Part of the reasoning supporting saccharin suggests that rats, due to their physical makeup, have a higher chance of being diagnosed with bladder cancer. Saccharin intake was simply a correlation, not causation.
Yet, Tulika Nair, in “Saccharin Side Effects”, highlights what humans are experiencing. “Though an unsupported claim, it has also been stated that saccharin can cause allergic reactions such as headaches, diarrhea, skin eruptions, etc.”
Yet, after thirty years of controversy, saccharin seems to be in the clear. Nair reports, “studies related to saccharin side effects have been conducted for several years but the results have been either inconclusive or disproved.” Fair. However, I still hold my skepticism close. If it used to carry a cancer label, I do not want it near my food.
The other big artificial sweetener is aspartame; it’s market name: Equal. This substitute is 200 times sweeter than sugar and “is not made from sugar but from two amino acids that are isolated from bacteria”, writes Warner. Find it in beverages like Diet Coke, chewing gum, and frozen desserts.
This, like its counterparts, has more bad publicity than good. “A Liverpool test-tube study found that when mixed with common food color ingredients, aspartame actually becomes toxic to brain cells”, states Leah Zerbe, author of “The 4 Best and 3 Worst Sweeteners to Have in Your Kitchen.”

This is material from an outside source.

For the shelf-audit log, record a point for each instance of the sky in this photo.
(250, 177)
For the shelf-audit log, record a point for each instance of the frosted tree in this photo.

She continues: “researchers have found that one harmful breakdown product [of aspartame] is formaldehyde.” Whoah. This chemical is “commonly used as an industrial fungicide, germicide, and disinfectant” along with being a suspected carcinogen, according to the National Cancer Institute.
Whole Foods, the large natural foods store, refuses to carry any products containing sucralose or aspartame. An ambitious goal. However, I think it could all do us some good if we cut back on artificial sweeteners. We have no scientific evidence about how these sweeteners will affect our bodies after twenty years of consumption. The results may be negligible. They may, however, also be dangerous.